Gamesmanship may be too strong a word for the current state of affairs that firmly attaches Belarus to Russia. Even so, Lukashenka never stops improvising. During a working trip to Minsk Oblast, he continued his informal overtures to Warsaw (see EDM, October 25). He placed particular focus on the outcome of the Polish parliamentary elections on October 15. “Well done, Poles,” he exclaimed. “I did not expect this. They simply did not play this game with these self-described ‘pissers’ [ed., play on words, PiS is the Polish abbreviation for the ruling Law and Justice party]. For that, I praise the people of Poland. Well done! They wiped their noses. And they brought the opposition to power. Poland will no longer be the same. Even if they are not in the mood to talk to us, these are different people” (BelVPO, October 27). Lukashenka is seemingly oblivious to the fact that no such change, even with the results of the Polish elections, is possible under his leadership.

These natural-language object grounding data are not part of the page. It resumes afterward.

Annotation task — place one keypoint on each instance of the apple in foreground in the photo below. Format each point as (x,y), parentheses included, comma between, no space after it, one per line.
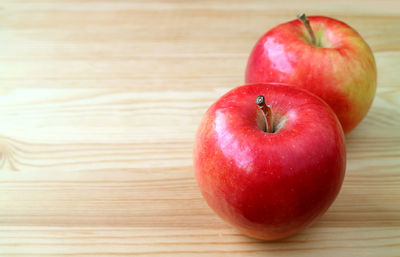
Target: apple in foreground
(322,55)
(272,167)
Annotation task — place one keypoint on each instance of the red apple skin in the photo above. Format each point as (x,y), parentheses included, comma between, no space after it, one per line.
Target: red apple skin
(269,185)
(342,71)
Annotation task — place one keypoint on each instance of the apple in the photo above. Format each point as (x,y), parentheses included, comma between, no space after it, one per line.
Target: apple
(269,171)
(322,55)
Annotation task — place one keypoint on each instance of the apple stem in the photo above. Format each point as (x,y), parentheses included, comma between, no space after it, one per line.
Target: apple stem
(266,109)
(303,18)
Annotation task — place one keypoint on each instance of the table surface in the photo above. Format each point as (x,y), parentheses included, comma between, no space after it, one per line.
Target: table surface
(99,103)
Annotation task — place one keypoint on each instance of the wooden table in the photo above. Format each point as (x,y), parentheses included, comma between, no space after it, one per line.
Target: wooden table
(99,103)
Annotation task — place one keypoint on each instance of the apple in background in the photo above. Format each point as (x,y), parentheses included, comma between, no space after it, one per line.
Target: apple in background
(322,55)
(269,182)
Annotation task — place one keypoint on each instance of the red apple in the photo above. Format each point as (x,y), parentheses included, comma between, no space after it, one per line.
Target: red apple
(339,66)
(269,185)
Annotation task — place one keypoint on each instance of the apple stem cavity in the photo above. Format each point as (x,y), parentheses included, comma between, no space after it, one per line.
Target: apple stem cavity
(303,18)
(266,109)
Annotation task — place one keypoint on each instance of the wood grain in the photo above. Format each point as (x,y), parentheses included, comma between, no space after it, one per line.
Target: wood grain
(99,103)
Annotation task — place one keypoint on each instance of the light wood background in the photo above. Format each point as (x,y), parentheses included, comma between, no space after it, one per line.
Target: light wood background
(99,103)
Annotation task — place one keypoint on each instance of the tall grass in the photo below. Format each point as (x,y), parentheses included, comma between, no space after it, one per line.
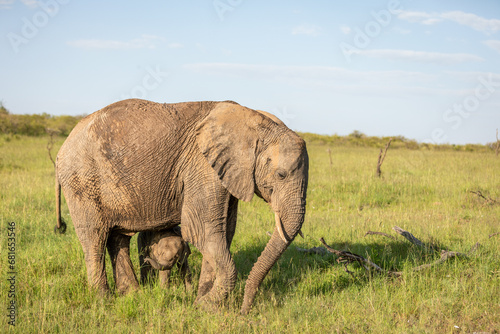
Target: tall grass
(424,192)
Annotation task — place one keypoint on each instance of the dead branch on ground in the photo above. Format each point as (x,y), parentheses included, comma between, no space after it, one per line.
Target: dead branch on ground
(346,258)
(381,158)
(411,238)
(314,250)
(488,200)
(379,233)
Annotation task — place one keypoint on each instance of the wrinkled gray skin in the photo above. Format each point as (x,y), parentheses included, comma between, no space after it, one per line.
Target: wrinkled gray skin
(137,165)
(159,251)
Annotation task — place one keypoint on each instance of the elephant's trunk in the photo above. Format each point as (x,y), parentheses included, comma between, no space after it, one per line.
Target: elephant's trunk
(288,225)
(155,264)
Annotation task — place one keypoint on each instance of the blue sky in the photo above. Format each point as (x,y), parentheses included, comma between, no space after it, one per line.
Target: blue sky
(427,70)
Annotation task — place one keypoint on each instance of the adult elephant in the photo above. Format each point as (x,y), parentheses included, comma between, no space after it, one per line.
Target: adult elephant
(137,165)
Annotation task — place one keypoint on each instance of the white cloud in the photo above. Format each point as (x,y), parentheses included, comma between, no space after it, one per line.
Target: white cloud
(6,4)
(143,42)
(308,74)
(421,56)
(30,3)
(473,21)
(418,17)
(306,29)
(175,45)
(494,44)
(346,30)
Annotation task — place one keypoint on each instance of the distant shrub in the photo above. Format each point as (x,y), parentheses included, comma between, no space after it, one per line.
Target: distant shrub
(36,124)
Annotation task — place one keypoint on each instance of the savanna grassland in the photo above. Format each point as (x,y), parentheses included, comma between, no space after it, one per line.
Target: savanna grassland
(423,190)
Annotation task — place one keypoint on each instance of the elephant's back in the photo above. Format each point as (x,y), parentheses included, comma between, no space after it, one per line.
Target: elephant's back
(121,156)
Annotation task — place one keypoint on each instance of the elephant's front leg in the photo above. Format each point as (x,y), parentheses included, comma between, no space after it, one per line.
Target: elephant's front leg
(219,268)
(119,250)
(207,278)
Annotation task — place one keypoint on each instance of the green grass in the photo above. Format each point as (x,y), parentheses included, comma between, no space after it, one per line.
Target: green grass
(426,192)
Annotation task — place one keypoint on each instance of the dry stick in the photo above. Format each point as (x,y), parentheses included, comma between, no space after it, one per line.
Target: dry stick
(487,199)
(379,233)
(314,250)
(347,257)
(50,144)
(446,255)
(410,237)
(381,158)
(498,145)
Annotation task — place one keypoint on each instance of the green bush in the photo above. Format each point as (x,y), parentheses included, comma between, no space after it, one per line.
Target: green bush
(36,124)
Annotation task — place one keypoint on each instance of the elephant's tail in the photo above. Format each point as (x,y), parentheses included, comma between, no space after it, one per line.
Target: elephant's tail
(61,224)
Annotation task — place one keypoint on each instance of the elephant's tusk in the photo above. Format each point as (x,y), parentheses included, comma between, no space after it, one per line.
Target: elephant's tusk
(279,226)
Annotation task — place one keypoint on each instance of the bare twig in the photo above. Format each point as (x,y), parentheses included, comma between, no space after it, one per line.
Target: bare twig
(498,145)
(381,157)
(50,144)
(314,250)
(488,200)
(379,233)
(411,238)
(348,257)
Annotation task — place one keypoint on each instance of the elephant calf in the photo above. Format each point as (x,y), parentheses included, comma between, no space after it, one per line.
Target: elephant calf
(161,250)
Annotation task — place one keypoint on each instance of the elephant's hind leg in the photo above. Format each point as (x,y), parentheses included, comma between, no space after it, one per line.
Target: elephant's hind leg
(123,271)
(94,249)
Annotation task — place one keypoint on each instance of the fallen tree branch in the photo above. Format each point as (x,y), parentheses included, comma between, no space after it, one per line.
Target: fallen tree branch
(488,200)
(314,250)
(411,238)
(347,257)
(379,233)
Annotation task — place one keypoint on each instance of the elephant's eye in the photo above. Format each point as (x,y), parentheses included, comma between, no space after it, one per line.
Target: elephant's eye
(281,174)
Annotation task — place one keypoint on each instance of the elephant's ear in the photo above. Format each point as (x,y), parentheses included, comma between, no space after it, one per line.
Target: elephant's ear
(228,138)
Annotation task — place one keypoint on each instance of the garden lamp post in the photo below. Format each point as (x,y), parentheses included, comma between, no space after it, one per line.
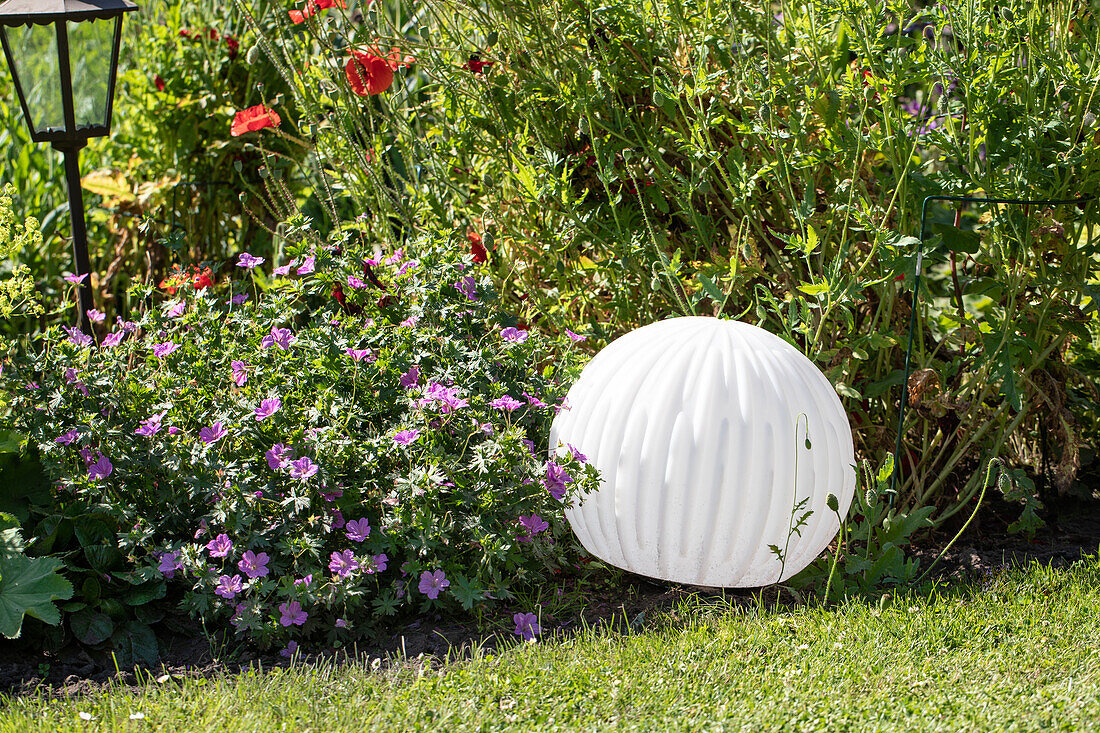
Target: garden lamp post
(64,57)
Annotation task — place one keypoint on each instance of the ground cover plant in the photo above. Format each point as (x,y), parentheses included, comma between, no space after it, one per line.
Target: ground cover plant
(1014,651)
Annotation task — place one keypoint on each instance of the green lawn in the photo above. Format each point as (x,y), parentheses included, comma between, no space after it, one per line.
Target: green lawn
(1018,652)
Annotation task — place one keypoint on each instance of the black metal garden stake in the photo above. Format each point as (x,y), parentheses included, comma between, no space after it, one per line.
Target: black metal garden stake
(64,57)
(915,297)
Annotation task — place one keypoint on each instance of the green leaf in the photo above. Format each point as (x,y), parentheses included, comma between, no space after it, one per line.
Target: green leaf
(91,626)
(29,587)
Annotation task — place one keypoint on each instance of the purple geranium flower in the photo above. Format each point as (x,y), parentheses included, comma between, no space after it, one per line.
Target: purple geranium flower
(220,546)
(534,525)
(151,426)
(77,337)
(169,562)
(358,531)
(240,375)
(303,468)
(575,338)
(249,261)
(527,625)
(468,286)
(162,350)
(278,337)
(100,469)
(505,404)
(228,588)
(557,480)
(278,457)
(292,613)
(254,566)
(514,335)
(213,434)
(431,583)
(343,564)
(410,379)
(267,407)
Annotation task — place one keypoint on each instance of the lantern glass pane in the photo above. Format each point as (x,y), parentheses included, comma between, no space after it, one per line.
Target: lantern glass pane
(34,57)
(90,46)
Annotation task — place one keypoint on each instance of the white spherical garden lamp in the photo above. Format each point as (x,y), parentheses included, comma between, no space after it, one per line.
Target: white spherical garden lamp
(717,444)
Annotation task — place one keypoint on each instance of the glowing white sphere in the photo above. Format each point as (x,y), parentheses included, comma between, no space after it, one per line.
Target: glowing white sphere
(696,426)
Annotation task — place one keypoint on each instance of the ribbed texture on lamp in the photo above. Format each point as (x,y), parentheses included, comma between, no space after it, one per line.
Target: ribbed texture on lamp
(692,425)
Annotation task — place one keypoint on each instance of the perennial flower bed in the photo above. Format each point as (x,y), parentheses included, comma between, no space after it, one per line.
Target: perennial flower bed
(304,455)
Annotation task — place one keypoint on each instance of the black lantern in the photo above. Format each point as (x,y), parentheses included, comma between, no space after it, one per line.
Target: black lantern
(64,57)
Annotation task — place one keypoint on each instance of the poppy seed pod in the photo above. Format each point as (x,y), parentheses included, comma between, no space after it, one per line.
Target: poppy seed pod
(699,428)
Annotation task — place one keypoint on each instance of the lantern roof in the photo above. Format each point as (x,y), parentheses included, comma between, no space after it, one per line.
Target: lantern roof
(20,12)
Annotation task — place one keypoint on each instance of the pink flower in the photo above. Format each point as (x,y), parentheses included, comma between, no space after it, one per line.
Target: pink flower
(358,531)
(213,434)
(527,625)
(220,546)
(468,286)
(575,338)
(292,613)
(534,525)
(162,350)
(278,337)
(248,261)
(240,375)
(505,404)
(100,469)
(267,407)
(432,583)
(228,588)
(343,564)
(254,566)
(410,379)
(557,480)
(514,335)
(303,468)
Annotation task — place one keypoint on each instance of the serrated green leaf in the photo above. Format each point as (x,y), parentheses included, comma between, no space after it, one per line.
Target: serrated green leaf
(29,587)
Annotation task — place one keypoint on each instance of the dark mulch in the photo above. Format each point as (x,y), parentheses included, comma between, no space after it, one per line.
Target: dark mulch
(1073,529)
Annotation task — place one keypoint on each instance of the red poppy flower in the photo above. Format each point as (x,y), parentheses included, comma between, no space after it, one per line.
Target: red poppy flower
(254,118)
(476,248)
(312,6)
(475,64)
(367,74)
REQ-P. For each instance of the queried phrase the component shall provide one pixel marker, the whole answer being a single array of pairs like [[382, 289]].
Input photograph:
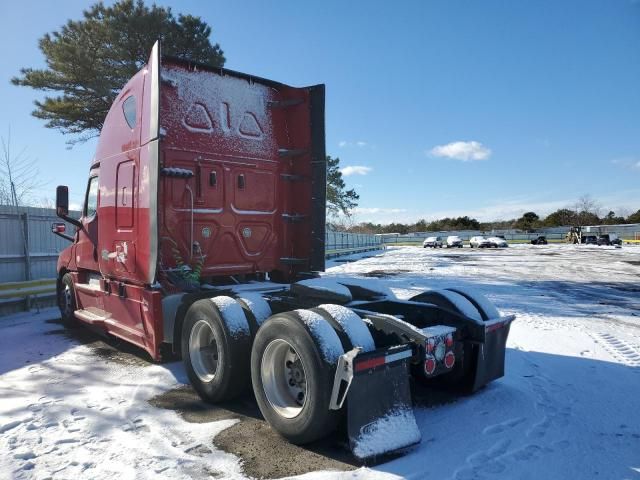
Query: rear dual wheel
[[215, 352], [292, 376], [293, 364]]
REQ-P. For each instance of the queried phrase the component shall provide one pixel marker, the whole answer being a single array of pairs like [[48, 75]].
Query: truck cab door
[[87, 244]]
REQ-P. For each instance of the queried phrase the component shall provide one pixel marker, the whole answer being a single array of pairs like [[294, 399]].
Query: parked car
[[609, 239], [497, 242], [433, 242], [479, 242], [454, 241], [590, 239]]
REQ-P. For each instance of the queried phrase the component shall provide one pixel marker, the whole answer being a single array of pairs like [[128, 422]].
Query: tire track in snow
[[625, 352], [497, 459]]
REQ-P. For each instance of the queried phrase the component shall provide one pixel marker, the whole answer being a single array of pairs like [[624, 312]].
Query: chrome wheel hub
[[283, 378], [203, 351]]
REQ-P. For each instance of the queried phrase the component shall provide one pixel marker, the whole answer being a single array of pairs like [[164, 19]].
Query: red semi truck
[[201, 235]]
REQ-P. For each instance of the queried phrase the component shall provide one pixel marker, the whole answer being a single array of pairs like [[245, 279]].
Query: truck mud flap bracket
[[491, 352], [380, 416]]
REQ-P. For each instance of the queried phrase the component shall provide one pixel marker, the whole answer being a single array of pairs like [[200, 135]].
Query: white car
[[479, 242], [497, 242], [433, 242], [454, 241]]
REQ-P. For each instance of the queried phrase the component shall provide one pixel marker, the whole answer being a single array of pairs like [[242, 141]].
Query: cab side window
[[129, 110], [91, 201]]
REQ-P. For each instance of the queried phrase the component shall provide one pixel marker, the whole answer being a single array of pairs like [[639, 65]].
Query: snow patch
[[258, 306], [233, 315], [353, 326], [327, 286], [327, 338], [397, 429]]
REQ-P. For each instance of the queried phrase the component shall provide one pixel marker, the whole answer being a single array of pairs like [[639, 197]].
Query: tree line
[[585, 212]]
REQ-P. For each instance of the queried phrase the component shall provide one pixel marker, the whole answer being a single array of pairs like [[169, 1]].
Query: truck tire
[[216, 343], [67, 299], [293, 363]]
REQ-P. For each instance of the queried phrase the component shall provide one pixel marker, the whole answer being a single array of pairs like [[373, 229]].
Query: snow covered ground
[[568, 406]]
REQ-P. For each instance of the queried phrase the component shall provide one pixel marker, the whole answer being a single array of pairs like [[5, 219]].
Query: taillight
[[449, 359], [58, 227], [429, 365], [430, 345]]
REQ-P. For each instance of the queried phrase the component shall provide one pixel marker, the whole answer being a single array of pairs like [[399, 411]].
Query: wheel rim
[[283, 378], [203, 351]]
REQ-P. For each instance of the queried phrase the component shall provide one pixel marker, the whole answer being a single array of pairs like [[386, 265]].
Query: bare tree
[[587, 210], [19, 175]]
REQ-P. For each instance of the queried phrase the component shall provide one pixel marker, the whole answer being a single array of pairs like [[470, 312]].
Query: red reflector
[[449, 359], [430, 344], [371, 363], [429, 365], [494, 327]]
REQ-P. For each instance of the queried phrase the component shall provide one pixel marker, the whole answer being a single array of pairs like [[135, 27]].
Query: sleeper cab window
[[129, 110], [91, 203]]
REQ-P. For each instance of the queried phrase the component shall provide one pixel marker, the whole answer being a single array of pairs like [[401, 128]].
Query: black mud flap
[[380, 416], [491, 353]]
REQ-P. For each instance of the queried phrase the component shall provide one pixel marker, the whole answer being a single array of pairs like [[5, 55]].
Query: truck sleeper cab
[[208, 186]]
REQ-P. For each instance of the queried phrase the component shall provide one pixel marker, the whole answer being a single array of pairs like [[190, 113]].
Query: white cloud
[[632, 163], [465, 151], [358, 143], [355, 170]]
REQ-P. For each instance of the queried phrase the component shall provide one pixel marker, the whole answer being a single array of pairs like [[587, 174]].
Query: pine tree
[[90, 60], [339, 200]]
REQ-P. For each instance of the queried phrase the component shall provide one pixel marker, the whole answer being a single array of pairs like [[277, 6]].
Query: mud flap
[[380, 416], [491, 353]]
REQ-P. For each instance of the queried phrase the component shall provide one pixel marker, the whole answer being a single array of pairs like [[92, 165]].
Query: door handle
[[120, 255]]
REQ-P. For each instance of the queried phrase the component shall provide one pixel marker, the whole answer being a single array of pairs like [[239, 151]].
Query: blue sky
[[481, 108]]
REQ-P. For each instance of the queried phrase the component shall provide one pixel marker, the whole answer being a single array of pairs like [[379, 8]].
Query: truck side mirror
[[62, 201]]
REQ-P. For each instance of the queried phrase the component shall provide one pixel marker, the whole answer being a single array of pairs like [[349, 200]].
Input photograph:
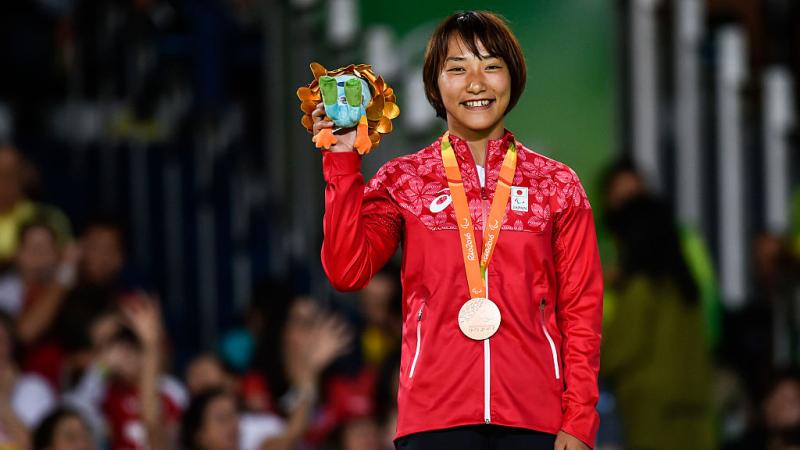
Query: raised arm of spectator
[[329, 339], [144, 317]]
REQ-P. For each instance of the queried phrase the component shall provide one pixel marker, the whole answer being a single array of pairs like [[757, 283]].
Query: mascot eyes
[[353, 97]]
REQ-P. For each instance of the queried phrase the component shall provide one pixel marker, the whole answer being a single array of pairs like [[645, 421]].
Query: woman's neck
[[477, 139]]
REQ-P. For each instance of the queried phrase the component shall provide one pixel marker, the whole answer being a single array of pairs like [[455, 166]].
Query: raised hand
[[142, 314]]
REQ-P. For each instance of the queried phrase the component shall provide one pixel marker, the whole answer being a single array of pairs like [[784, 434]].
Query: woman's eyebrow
[[463, 58]]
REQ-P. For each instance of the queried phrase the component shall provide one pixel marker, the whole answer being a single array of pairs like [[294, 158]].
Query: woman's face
[[220, 429], [71, 434], [464, 79]]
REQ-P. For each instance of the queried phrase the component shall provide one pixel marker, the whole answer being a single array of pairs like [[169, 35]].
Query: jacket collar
[[495, 152], [495, 147]]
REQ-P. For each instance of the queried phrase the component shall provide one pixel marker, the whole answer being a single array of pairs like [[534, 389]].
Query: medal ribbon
[[476, 272]]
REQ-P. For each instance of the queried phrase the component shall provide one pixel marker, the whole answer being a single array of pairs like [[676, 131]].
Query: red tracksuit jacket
[[539, 371]]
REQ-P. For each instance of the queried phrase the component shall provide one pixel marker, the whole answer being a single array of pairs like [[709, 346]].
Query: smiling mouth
[[477, 105]]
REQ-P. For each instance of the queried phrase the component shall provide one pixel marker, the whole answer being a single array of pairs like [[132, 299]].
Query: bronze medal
[[479, 318]]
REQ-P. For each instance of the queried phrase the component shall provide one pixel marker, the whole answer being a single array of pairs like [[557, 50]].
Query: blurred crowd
[[85, 359], [678, 369], [89, 361]]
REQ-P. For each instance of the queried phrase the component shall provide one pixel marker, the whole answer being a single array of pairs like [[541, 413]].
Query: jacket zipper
[[419, 340], [550, 340], [487, 374]]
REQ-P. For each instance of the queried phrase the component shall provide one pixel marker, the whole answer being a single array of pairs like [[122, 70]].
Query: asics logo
[[441, 202]]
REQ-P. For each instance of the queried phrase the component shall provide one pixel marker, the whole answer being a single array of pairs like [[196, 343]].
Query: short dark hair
[[193, 418], [45, 432], [473, 26]]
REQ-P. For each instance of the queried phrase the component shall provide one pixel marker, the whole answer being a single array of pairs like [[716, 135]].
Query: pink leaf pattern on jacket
[[416, 180]]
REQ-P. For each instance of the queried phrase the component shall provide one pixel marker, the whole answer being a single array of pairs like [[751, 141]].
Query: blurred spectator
[[55, 327], [125, 387], [16, 208], [381, 307], [205, 372], [654, 352], [24, 398], [63, 429], [623, 182], [361, 433], [34, 267], [292, 356], [263, 320], [211, 422]]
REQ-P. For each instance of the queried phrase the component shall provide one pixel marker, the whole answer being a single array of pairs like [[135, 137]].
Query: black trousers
[[478, 437]]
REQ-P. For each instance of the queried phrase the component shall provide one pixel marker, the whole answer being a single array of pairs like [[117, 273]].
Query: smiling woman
[[510, 367]]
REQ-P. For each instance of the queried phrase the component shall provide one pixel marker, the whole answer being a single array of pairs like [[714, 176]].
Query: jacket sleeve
[[361, 227], [579, 313]]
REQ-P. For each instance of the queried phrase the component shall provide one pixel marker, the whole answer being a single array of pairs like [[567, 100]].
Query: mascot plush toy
[[353, 97]]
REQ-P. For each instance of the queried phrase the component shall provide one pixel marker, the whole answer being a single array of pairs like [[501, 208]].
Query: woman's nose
[[475, 87]]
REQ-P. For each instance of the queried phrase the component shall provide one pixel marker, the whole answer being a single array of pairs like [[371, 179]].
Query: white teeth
[[476, 103]]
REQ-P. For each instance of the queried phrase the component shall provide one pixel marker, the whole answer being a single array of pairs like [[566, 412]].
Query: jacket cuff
[[340, 163], [582, 422]]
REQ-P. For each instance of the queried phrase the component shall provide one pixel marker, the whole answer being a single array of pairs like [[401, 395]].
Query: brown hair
[[473, 26]]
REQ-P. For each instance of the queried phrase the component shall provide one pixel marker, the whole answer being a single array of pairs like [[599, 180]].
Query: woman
[[211, 422], [63, 429], [518, 370]]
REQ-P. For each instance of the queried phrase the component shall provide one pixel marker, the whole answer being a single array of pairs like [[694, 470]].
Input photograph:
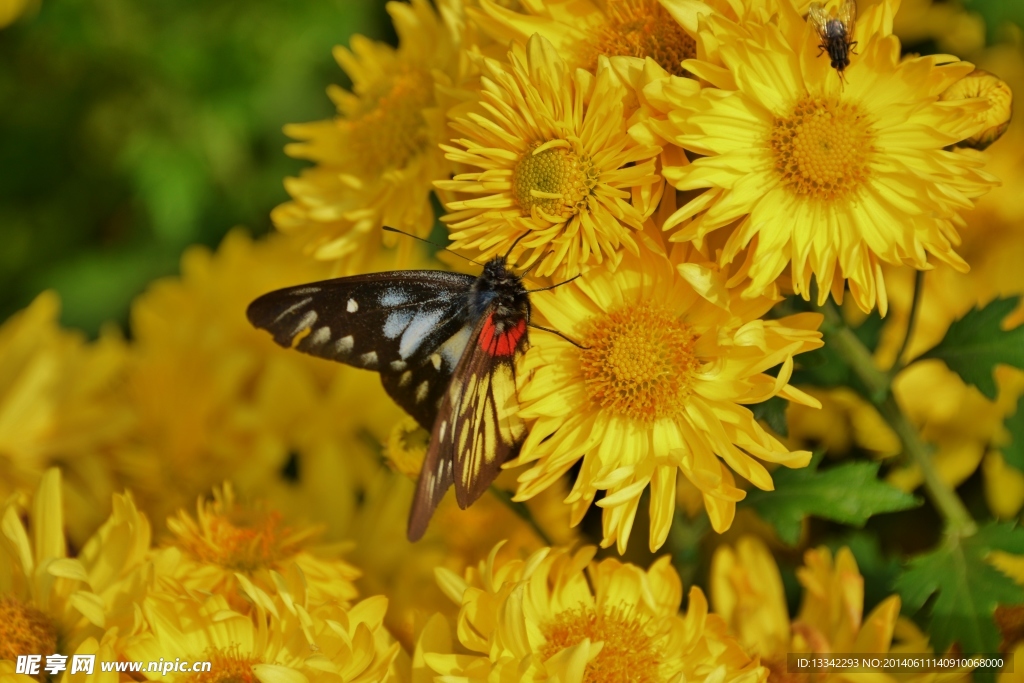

Lukashenka’s “extreme” worldview pales in comparison to more ardently anti-Western, pro-Russian agitators in Belarus. One such individual is Elena Bondareva, a political activist residing in Grodno, only a few kilometers from the Polish border. Bondareva has previously railed against the “white-red-white” flags honored by the Belarusian opposition as the national flag of Belarus and what seemed to her as official Minsk’s excessive tolerance of such matters. More recently, on October 25, Bondareva wrote a letter of indignation to the chairman of the State Committee for Religion. She protested the Vitebsk diocese of the Catholic Church holding a literary and artistic competition dedicated to the 400th anniversary of the martyrdom of Josaphat Kuntsevich, a Catholic saint. Kuntsevich headed the archbishopric of Polotsk. In 1623, he was killed during a riot in Vitebsk and was later canonized in the 19th century. The Russian Orthodox Church holds that Kuntsevich badly mistreated Christian Orthodox believers, hence Bondareva’s indignation. The chairman of Belarus’s State Committee for Religion responded, “The issues of veneration of saints and canonization of famous historical figures fall exclusively within the competence of a certain denomination, in this case, the Catholic Church” (Zerkalo, October 25).
Lukashenka’s current rhetoric is an affront to Bondareva’s demands. During the same working trip to Minsk Oblast, the Belarusian leader declared that he is not averse to shaking hands with Western representatives if and when they are ready to discuss a peace settlement in Ukraine (TASS, October 27). On October 26, Lukashenka sent condolences to the American people in connection with the mass shooting in Lewiston, Maine (Belta, October 26). One should be careful not to exaggerate the significance of such gestures, but downplaying them would also be a mistake. By all indications, Lukashenka remains at least somewhat open to rapprochement with the West, and writing him off prematurely could close that window.